Fig. 2Tissue-specific regulatory T cell (Treg) mediators. Tregs in different organs serves distinctive functions via different mediators. In addition to maintaining self-tolerance, Tregs have adapted organ-specific specialized functions that support tissue but contribute to ineffective antitumor immunity. From top to bottom: Tregs in the brain express neurotransmitter receptors, respond to microglial cells to dampen autoimmunity, and facilitate neuronal injury repair, including in ischemic injury repair. Tregs in the lungs can express oxygen-sensing proteins, mediate tolerance to inhaled aeroallergens and type 2 immunity against commensals, and support tissue repair and remodeling after airway infections. Tregs in the liver can respond to microbiota-derived metabolites, mediate dietary oral tolerance, regulate immunity to gut commensals, support tissue repair and regeneration, and possibly maintain hematopoietic stem cell quiescence during fetal development.

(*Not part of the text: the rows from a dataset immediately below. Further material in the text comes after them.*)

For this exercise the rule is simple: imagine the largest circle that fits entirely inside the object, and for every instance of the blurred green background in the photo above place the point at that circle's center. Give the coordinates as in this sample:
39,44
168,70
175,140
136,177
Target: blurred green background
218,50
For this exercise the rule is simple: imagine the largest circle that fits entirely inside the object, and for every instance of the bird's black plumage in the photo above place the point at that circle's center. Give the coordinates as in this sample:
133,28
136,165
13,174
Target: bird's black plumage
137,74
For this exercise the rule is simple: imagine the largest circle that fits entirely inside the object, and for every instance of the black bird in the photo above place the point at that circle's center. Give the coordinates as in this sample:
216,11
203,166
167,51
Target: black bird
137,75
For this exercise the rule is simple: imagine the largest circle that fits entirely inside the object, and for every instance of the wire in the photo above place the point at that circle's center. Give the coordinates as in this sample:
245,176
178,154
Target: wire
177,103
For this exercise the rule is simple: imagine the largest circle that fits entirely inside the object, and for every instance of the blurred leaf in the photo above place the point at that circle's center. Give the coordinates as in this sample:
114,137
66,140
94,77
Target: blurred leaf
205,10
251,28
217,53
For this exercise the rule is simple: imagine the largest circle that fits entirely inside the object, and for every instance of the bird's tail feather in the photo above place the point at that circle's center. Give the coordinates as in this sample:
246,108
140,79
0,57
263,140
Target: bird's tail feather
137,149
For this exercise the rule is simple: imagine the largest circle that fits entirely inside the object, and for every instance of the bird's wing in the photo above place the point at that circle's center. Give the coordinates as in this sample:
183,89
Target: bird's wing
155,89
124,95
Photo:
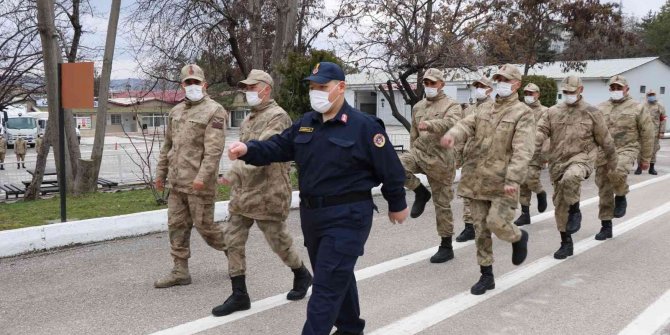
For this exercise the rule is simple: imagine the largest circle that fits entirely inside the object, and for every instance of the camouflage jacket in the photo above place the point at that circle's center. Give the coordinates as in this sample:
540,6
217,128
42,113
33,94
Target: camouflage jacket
263,192
657,113
20,147
502,147
575,132
440,113
632,130
193,146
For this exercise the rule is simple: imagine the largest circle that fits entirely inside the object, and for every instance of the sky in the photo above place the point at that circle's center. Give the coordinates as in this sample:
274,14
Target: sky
125,65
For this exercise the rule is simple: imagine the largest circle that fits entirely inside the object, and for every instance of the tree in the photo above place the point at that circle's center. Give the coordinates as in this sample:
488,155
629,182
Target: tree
404,38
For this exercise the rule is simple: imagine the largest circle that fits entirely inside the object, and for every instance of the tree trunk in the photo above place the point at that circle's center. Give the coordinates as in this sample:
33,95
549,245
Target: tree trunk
87,179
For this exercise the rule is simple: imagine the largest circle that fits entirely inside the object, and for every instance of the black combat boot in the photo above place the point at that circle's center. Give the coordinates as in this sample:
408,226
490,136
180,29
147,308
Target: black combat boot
652,171
566,247
238,301
444,253
542,202
486,281
467,234
422,195
524,218
302,280
520,249
574,219
605,230
620,205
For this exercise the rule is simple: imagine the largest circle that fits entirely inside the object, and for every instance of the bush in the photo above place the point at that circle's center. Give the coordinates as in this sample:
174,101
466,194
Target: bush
548,89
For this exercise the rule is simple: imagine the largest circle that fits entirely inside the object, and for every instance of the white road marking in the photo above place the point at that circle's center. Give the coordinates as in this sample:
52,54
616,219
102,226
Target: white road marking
447,308
209,322
652,319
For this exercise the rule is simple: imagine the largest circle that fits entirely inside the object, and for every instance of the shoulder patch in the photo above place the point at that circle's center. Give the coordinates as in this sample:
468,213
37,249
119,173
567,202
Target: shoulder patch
379,140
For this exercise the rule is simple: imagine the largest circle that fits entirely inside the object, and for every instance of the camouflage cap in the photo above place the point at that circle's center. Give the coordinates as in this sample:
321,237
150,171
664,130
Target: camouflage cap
531,88
434,74
257,76
618,80
484,81
508,71
571,83
192,71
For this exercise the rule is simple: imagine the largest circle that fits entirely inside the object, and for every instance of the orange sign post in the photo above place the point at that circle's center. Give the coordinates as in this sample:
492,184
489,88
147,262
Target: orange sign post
75,90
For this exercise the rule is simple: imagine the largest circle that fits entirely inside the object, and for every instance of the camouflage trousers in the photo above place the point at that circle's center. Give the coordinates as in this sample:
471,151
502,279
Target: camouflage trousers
440,179
495,217
567,191
186,211
531,185
611,183
276,234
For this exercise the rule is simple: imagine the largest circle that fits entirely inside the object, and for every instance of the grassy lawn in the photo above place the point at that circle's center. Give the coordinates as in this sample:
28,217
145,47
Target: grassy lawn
36,213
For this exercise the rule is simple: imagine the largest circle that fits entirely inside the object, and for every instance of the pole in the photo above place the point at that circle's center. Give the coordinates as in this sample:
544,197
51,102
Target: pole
61,146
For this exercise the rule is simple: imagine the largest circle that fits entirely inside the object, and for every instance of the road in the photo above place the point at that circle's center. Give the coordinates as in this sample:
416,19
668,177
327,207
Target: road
620,286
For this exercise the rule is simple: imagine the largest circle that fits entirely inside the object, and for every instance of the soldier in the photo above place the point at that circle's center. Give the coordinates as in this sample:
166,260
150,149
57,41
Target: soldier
494,168
532,183
260,194
341,154
20,149
431,118
657,113
3,151
575,130
189,159
483,90
633,134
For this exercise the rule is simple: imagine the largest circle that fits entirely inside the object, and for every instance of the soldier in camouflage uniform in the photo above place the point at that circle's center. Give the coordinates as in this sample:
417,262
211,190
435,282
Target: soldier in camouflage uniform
3,151
431,118
189,161
657,113
575,130
483,89
532,183
260,194
633,134
494,169
20,149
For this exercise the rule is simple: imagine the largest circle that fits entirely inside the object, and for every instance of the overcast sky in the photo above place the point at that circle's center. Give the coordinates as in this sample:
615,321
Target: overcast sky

Tregs in the adrenal gland express glucocorticoid receptors and may respond to stress response signaling. Tregs in lymph nodes maintains tolerance by controlling T follicular helper cells and B cells. Tregs in the skin dampen autoimmunity, regulate tolerance to commensals, mediate wound healing, and support hair growth. Finally, Tregs in the bone maintain hematopoietic stem cell quiescence and facilitate osteogenesis.